The utility model discloses a hospital infectious department trachea cannula device, including body, connection end cover and intubate end cover, the body is inside to be seted up main gas tank and main gas tank top and has seted up vice gas tank, main gas tank bottom both ends have seted up a medicine groove and No. two medicine grooves respectively, the body outside is provided with the graduation apparatus and body one end is provided with the connection end cover, it is equipped with an annular gasbag and connects the vice butt joint pipe of end cover one end hot melt connection to connect the end cover outside cover, vice butt joint socle portion hot melt connection has main butt joint pipe and main butt joint bottom of tubes both ends to be provided with injection mouth and No. two injection mouths respectively. The utility model has the advantages of simple and compact integral structure, difficult breakage can prevent human tiny tissue or blood from getting into the puncture tube simultaneously, is fit for being extensively promoted and used.

Description

Hospital infectious department trachea cannula device
Technical Field
The utility model relates to the technical field of medical equipment, in particular to tracheal intubation device for infectious department of hospital.
Background
The trachea cannula is a method for placing a special trachea catheter into a trachea or a bronchus through an oral cavity or a nasal cavity and a glottis, provides the best conditions for unobstructed respiratory tract, ventilation and oxygen supply, respiratory tract suction and the like, and is an important measure for rescuing patients with respiratory dysfunction.
Patent No. CN201920697940.9 discloses a hospital infectious department trachea cannula device, through setting up protective sheath one and protective sheath two, can form good protection to the joint and the pointed end of device, even make the device receive the extrusion, joint and pointed end can not warp yet, have reduced the probability that the device damaged.
The trachea cannula device for the hospital infectious department has the following defects: 1. the integral structure is complex and loose, 2, the protective performance is poor, when the tracheal intubation device is inserted into a human body, some tiny human tissues can enter the interior of the puncture tube, and therefore the tracheal intubation device for the infectious department of the hospital is provided.

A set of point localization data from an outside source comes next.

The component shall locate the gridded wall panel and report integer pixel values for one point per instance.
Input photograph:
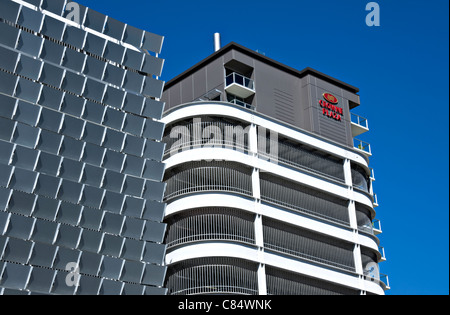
(80, 148)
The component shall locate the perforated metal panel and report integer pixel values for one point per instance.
(72, 162)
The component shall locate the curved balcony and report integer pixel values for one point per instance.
(197, 177)
(308, 245)
(304, 200)
(212, 275)
(208, 224)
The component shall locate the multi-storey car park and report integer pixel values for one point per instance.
(268, 190)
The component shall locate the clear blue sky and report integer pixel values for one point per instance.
(402, 70)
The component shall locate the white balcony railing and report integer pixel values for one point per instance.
(239, 85)
(363, 146)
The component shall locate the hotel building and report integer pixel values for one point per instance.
(268, 189)
(80, 152)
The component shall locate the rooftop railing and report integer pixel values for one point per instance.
(239, 79)
(362, 145)
(359, 120)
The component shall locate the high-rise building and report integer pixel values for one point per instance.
(268, 189)
(80, 152)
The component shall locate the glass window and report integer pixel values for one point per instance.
(28, 90)
(91, 218)
(73, 105)
(52, 52)
(133, 228)
(29, 67)
(94, 44)
(70, 191)
(43, 255)
(134, 124)
(114, 97)
(153, 87)
(113, 181)
(94, 90)
(90, 262)
(52, 28)
(153, 65)
(6, 128)
(92, 197)
(23, 180)
(93, 133)
(69, 213)
(7, 82)
(47, 186)
(154, 150)
(114, 75)
(133, 59)
(72, 127)
(92, 175)
(9, 11)
(29, 43)
(74, 36)
(94, 112)
(133, 103)
(54, 6)
(9, 59)
(112, 244)
(71, 148)
(113, 202)
(133, 186)
(114, 118)
(133, 207)
(112, 223)
(133, 36)
(51, 98)
(49, 142)
(114, 28)
(134, 145)
(114, 140)
(94, 67)
(90, 241)
(18, 250)
(73, 83)
(50, 120)
(9, 34)
(133, 165)
(111, 267)
(73, 60)
(27, 113)
(153, 129)
(133, 82)
(152, 42)
(95, 20)
(26, 135)
(114, 52)
(22, 203)
(93, 154)
(25, 158)
(44, 231)
(48, 164)
(6, 150)
(113, 160)
(30, 19)
(71, 170)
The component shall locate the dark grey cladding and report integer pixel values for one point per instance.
(80, 153)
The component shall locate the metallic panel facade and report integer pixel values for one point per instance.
(81, 192)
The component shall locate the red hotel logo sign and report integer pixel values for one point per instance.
(329, 107)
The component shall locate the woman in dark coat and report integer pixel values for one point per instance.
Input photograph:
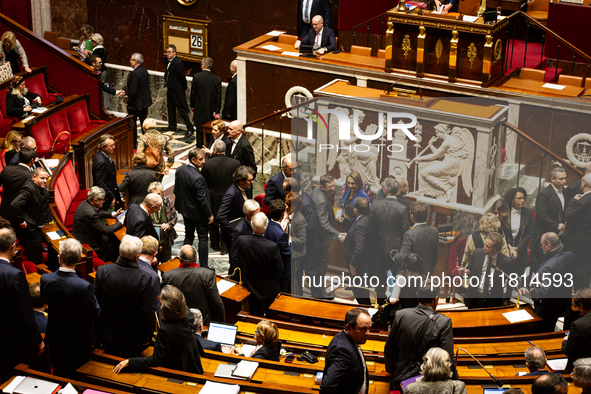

SUMMERY OF THE UTILITY MODEL
The main object of the utility model is to provide a hospital infectious department trachea cannula device, which can effectively solve the problems in the background technology.
In order to achieve the above purpose, the utility model adopts the following technical scheme:
a tracheal intubation device for a hospital infectious department comprises a tube body, a connecting end cover and an intubation end cover, wherein a main air groove is formed in the tube body, an auxiliary air groove is formed in the top of the main air groove, a first medicine groove and a second medicine groove are respectively arranged at the two ends of the bottom of the main air groove, a dial gauge is arranged at the outer side of the pipe body, a connecting end cover is arranged at one end of the pipe body, the outer side of the connecting end cover is sleeved with a first annular air bag, one end of the connecting end cover is connected with an auxiliary butt joint pipe in a hot melting way, the bottom of the auxiliary butt joint pipe is connected with a main butt joint pipe in a hot melting way, and both ends of the bottom of the main butt joint pipe are respectively provided with a first medicine injection port and a second medicine injection port, the other end of the tube body is provided with an intubation end cover, the outer side of the intubation end cover is sleeved with a second annular air bag, one end of the intubation end cover is in hot melting connection with a puncture tube, a protective net is fixed inside the puncture tube through a clamping groove, the puncture tube is characterized in that one end inside the puncture tube is connected with a rotating baffle through a rotating shaft, and one end of the rotating baffle is connected with a T-shaped limiting rod through hot melting.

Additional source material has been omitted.